Office of Personnel Management

[Federal Register Volume 89, Number 72 (Friday, April 12, 2024)]
[Rules and Regulations]
[Pages 25749-25750]
From the Federal Register Online via the Government Publishing Office [www.gpo.gov]
[FR Doc No: 2024-07750]



========================================================================
Rules and Regulations
                                                Federal Register
________________________________________________________________________

This section of the FEDERAL REGISTER contains regulatory documents 
having general applicability and legal effect, most of which are keyed 
to and codified in the Code of Federal Regulations, which is published 
under 50 titles pursuant to 44 U.S.C. 1510.

The Code of Federal Regulations is sold by the Superintendent of Documents. 

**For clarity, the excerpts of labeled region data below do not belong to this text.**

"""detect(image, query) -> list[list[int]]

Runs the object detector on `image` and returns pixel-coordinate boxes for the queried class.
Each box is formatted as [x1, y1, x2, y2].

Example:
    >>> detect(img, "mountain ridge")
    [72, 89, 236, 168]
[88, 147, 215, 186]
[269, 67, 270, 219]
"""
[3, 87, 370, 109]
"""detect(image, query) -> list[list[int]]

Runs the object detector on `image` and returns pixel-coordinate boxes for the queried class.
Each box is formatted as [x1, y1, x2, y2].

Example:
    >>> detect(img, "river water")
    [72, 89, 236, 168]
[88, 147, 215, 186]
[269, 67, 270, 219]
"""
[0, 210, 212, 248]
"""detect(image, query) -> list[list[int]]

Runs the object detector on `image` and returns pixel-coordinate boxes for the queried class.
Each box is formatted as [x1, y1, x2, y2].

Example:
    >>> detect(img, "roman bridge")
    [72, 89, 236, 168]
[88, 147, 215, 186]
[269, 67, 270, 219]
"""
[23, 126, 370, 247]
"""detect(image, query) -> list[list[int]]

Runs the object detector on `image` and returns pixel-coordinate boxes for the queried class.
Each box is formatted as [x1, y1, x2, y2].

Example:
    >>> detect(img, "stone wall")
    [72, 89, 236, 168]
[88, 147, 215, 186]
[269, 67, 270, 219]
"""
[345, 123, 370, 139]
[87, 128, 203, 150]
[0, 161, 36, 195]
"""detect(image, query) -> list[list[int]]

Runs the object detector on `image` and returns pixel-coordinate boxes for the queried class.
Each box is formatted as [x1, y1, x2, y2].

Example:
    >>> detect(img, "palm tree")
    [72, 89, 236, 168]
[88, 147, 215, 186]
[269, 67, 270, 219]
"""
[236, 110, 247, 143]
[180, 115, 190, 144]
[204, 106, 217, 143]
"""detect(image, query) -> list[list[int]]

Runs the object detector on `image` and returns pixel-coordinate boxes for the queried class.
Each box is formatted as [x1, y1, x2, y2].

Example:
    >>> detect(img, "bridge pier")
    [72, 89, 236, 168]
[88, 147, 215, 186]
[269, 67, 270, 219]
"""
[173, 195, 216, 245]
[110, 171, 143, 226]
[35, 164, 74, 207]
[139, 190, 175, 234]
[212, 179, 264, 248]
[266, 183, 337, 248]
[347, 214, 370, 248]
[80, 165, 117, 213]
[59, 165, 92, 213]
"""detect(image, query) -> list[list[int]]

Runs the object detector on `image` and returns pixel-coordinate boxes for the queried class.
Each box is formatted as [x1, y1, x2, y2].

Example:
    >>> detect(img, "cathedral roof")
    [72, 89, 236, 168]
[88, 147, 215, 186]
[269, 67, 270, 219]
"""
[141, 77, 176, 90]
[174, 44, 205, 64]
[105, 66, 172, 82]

========================================================================


Federal Register / Vol. 89, No. 72 / Friday, April 12, 2024 / Rules 
and Regulations

[[Page 25749]]



OFFICE OF PERSONNEL MANAGEMENT

5 CFR Part 297

[Docket ID: OPM-2023-0035]
RIN 3206-AO16


Social Security Number Fraud Prevention Act Requirements

AGENCY: Office of Personnel Management.

ACTION: Direct final rule.

-----------------------------------------------------------------------

SUMMARY: The Office of Personnel Management (OPM) is publishing this 
direct final rule to implement the requirements of the Social Security 
Number Fraud Prevention Act of 2017 (Act). In accordance with the Act, 
OPM is amending its privacy procedures to prohibit the inclusion of 
Social Security numbers (SSNs) on any document sent through the mail 
unless the Director of OPM deems it necessary. This rule also 
establishes requirements for safeguarding SSNs sent through the mail by 
partially redacting SSNs where feasible and prohibiting the display of 
SSNs on the outside of any package or envelope sent by mail.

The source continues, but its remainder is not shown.